The Most Powerful Force in the Universe
Eric Rosenfeld
January 2025
Albert Einstein purportedly said, “The most powerful force in the universe is compound interest,” referring to the exponential growth potential of accumulating interest-bearing investments over time. After having the privilege of supporting many, many startups over the past 20 years, we believe entrepreneurs may also deserve the moniker of “most powerful force in the universe.” At least figuratively. After all, nearly every commercial innovation and life-saving therapy traces back to individuals who bore personal financial risks. The cures for cancer and dementia, the pathways out of poverty, and the solutions for saving our planet will likely come from the irrationally hard and risky work of intrepid entrepreneurs.
Why do some founders risk everything they have, not just cash, but their careers, their reputations, and sometimes even homes, health, and marriages? It can’t just be the profit motive, as the financial risk/reward proposition of most startups is akin to trying to extract honey from a live beehive, with your tongue. The most successful entrepreneurs, we believe, are propelled by something deeper – an irresistible, transcendent urge to make the world a better place. But the lure of potentate-level riches also helps.
Imagine a home run derby where a batter earns exponentially more points the farther they hit the ball. In a normal home run derby, a batter tries to hit as many balls as possible over the fence. That’s baseball. In our world, a batter tries to hit the ball as hard and as far as possible, because every extra yard beyond the fence earns an exponentially greater reward. The very last yard yields the greatest points of all.
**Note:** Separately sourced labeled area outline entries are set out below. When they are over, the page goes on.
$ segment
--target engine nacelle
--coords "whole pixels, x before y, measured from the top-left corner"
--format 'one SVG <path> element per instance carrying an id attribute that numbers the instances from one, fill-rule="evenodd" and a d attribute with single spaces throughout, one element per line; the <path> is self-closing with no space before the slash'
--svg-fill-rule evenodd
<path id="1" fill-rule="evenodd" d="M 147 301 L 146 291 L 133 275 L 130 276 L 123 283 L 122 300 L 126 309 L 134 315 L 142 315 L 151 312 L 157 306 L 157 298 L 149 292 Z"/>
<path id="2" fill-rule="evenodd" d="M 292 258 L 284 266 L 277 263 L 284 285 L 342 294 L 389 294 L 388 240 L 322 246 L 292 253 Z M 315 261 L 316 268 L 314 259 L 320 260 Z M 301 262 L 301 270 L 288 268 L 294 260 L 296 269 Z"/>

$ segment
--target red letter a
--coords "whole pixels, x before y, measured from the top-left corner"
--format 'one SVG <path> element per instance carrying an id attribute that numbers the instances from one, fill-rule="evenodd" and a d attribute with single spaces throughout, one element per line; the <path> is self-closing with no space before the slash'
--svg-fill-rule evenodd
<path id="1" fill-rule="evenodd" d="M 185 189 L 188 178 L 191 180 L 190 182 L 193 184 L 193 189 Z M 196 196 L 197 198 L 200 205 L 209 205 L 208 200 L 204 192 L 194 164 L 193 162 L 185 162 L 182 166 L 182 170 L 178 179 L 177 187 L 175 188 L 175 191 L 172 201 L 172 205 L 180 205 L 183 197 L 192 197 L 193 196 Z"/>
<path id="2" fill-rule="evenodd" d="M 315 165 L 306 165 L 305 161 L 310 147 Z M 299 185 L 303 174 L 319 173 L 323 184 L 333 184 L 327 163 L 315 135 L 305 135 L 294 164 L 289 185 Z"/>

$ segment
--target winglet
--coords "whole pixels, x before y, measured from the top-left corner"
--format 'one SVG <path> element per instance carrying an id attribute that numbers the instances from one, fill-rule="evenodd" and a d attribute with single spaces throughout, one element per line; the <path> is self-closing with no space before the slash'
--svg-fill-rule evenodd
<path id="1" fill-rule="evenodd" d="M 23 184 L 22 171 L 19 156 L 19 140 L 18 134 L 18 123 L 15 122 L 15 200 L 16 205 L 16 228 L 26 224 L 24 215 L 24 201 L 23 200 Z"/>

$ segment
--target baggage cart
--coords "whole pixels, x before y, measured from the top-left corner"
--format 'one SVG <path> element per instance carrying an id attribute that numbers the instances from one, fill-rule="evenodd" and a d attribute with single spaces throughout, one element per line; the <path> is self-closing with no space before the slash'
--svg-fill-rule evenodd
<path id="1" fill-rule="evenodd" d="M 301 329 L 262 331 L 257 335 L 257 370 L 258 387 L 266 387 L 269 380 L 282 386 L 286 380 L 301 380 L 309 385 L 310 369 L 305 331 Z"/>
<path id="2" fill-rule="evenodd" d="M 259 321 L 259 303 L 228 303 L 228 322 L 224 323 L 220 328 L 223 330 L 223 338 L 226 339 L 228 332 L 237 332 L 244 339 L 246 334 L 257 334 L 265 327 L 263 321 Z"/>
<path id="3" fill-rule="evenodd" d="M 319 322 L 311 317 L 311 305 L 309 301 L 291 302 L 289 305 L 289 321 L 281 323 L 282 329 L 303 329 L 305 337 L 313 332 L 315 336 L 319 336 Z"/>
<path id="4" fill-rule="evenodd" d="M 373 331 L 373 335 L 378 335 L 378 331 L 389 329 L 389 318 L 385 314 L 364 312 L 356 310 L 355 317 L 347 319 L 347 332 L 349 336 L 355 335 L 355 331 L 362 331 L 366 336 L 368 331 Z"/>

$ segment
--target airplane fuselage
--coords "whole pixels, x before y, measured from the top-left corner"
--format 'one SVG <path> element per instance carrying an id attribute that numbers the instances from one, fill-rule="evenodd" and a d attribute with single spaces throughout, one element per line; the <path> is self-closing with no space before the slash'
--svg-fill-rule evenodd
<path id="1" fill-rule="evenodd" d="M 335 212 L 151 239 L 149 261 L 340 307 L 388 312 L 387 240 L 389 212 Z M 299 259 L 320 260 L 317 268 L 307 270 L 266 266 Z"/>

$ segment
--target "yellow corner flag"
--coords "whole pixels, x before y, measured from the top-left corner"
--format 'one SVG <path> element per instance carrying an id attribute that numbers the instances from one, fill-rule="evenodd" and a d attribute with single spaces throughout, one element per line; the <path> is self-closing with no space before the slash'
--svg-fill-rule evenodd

Applying this to VC, imagine investing $1M for 10% of a home-run startup that generates $1M in revenue in year one, and then doubles revenue annually thereafter. By year 2, the startup has doubled in revenue and your investment has also doubled in value. By year 8, this rare startup is at $128M revenue and your investment is at $128M in value. This is where things get weird and interesting. Should you continue to hold or sell [not that you have a choice]? If you think the company can continue to double in revenue and value annually, then in each successive year your annual gain is greater than the sum of all prior gains. This compounding magic is less pronounced but still holds with lower growth rates. If a startup has approached $100M in revenue, as several of OVF’s have, and the projected growth rate exceeds 20%/yr [our hurdle rate], then each incremental year produces a dramatically greater absolute gain than the year before. That’s the power of compounding…and the reason we happily have several holdings more than 10 years old.
This is also why Charlie Munger famously said, “The big money is not in the buying or selling, but in the waiting.” Einstein would certainly agree.